It’s all about Stucco and Rock today. The exterior of the house is finished and looks incredible. Sure, there were several bumps along the way and a few times I thought that I might lose it. But…. every single strand of hair that was pulled from my head was worth it.
I was thrilled to see the stucco guys progress quickly… In fact they were basically done by the time I spotted the major, IT HAS TO BE FIXED, problem.
So there I was, all giddy and tired from my week long painting excursion, when I decided to take a trip around the house at the end of a long day. Everything had been going smoothly, but I figured I’d double check the days progress. Call me a smart lady!
All was looking great. Okay, sure, a few minor flaws here and there, but those were completely fixable. Then I turned the corner on the last wall of the house… And I went straight into panic mode.
Call me dramatic. I can handle it. But when you’re paying someone to do something exactly how you want it and it turns out completely wrong, I think you can be dramatic.
And the cherry on top: they no speak a english. And I no speak a spanish.
Let’s back up. Here’s where it’s all so right.
Step Two: Add Color.
Step 3: Add Texture…And insert problem # 1.
1. This isn’t what we wanted, AT ALL. 2. It’s way too heavy. Yucky. 3. It will collect dirt, bugs, spider webs, etc.
At this point I politely asked the worker if this was the “finished” product. Because of his lack of English I first had to describe the meaning of finished. Like: done and finito. Then, I threw in: “no bueno” and “me no likey”. Very technical.
The, “No Bueno”, seemed to do the trick because he even repeated it with a confused look on his face.
Finally, some communication. That we both understood.
I told him to stop the other workers, which quickly brought us back to zero communication. At this point I was over him and found each and every worker and told them all it was “no bueno”.
Those two words can do powerful things people. Like stop a whole crew from messing up the rest of my house.
The leader of the crew tried to speak his partial English, and by partial I mean partial, to describe the texture of the house. Finally, he called his English speaking boss. Finally!

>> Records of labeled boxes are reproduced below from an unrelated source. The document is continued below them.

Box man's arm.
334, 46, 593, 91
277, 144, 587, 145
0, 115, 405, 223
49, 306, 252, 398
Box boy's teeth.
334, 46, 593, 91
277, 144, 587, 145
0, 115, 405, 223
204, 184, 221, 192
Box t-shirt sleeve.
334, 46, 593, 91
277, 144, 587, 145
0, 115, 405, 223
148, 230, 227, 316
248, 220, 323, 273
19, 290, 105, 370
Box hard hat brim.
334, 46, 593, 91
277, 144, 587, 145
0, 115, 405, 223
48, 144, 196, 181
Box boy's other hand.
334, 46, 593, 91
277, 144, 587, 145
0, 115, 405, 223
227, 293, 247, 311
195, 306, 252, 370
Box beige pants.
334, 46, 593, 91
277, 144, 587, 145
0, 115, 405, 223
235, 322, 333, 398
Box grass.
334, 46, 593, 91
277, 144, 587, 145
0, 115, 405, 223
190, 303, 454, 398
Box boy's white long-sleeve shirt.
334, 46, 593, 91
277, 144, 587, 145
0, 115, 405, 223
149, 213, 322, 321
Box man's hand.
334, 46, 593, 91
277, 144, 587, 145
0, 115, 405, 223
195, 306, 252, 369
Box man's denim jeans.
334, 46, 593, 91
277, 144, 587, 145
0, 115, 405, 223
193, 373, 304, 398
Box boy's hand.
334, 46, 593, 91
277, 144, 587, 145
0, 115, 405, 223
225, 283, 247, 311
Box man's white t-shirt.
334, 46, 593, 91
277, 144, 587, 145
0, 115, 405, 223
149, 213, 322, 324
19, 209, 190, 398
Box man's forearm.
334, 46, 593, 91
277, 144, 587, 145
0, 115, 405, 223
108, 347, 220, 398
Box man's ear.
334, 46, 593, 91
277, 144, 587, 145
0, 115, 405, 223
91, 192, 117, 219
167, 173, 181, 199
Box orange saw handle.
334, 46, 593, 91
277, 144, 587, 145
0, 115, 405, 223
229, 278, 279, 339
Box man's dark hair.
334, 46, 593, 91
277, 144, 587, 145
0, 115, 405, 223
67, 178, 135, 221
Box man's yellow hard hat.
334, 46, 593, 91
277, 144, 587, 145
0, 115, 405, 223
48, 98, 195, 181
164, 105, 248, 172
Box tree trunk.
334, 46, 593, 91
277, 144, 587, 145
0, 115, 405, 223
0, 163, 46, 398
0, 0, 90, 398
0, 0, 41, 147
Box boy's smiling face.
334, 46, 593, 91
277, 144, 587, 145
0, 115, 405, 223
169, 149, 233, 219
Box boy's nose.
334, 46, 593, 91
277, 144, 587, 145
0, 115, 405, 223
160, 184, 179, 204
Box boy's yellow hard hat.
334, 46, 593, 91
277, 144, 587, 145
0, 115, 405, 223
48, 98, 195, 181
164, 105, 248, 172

I kindly told her that I didn’t like the texture and that I figured at this point it was permanent because it was dry. She said she would come the next morning to make a plan.
Perfect. I like plans.
The next morning I met the owner. She assured me it was no big deal; that they would skim that wall and the other partial wall with a new coat of mud and would finish the house in the texture I wanted. Which, by the way, I never picked in the first place. I figured they would, you know, ask me what I wanted before they, you know, put it on the wall.
I tried to explain the texture that I was after, which wasn’t working since I know zero about stucco. So, I did the next best thing and showed her what I wanted, which was on another house nearby.

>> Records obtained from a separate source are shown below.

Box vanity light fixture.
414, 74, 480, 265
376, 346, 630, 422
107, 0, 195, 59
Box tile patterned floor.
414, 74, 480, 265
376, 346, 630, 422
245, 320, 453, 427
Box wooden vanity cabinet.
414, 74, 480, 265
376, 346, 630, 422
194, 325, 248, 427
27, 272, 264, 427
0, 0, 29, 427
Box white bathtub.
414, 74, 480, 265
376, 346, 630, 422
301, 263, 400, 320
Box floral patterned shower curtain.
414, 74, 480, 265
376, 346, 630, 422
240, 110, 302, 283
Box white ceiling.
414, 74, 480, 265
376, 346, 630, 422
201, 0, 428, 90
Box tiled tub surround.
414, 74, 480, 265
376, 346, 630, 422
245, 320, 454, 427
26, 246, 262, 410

Now that we had the correct texture, the owner asked her workers to provide me with a sample.
Insert problem # 2.
Because of the switch in texture, the make-up of the mixture had a different base, which didn’t combine well with the color that I had chosen.
Don’t ask me why, because I don’t know. It’s a stock color. We should be able to get that color with any texture we pick.

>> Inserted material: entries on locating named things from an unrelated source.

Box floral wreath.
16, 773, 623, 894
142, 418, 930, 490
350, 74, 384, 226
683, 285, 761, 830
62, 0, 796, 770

10 samples later and we had this:
In this picture we hadn’t done the other 6 samples. Basically, the entire left wall was covered in different colors.
The scary part: they were all suppose to be the same color. Can you believe someone would try and pass that white color of for a tan/ cream. It’s crazy.
We almost thought there wasn’t going to be a cream/ tan color. I was real sad. We picked that rock for that color. They were meant to go together.
But then, the light bulb went off in the head. What if, what if, we took the regular paint formula and just mixed it in the new material rather than taking the suppose to be same paint formula and adding it into the new material? The very first color mix was right, but from there it was all wrong. We saw white, pink, yellow, gray and peach.
But you know what? That little light bulb was on to something.
We had the workers mix the original paint formula into the new material. They slathered it on the wall and… IT WORKED!
What a relief. I can’t even tell you how much I was worried about having to “settle” for our stucco texture and color. Really, who wants to pay for siding and then hate it every day because it turned our wrong?
Here’s what it looks like finished:
And here’s a close up of the stucco texture before and after:
So, there you have it. The stucco and rock is officially done and we love it. It turned out exactly how we wanted it.
What about you? Have you had any siding disasters? Or wanted to pull all your hair out because you wanted something a certain way? It happens to the best of us!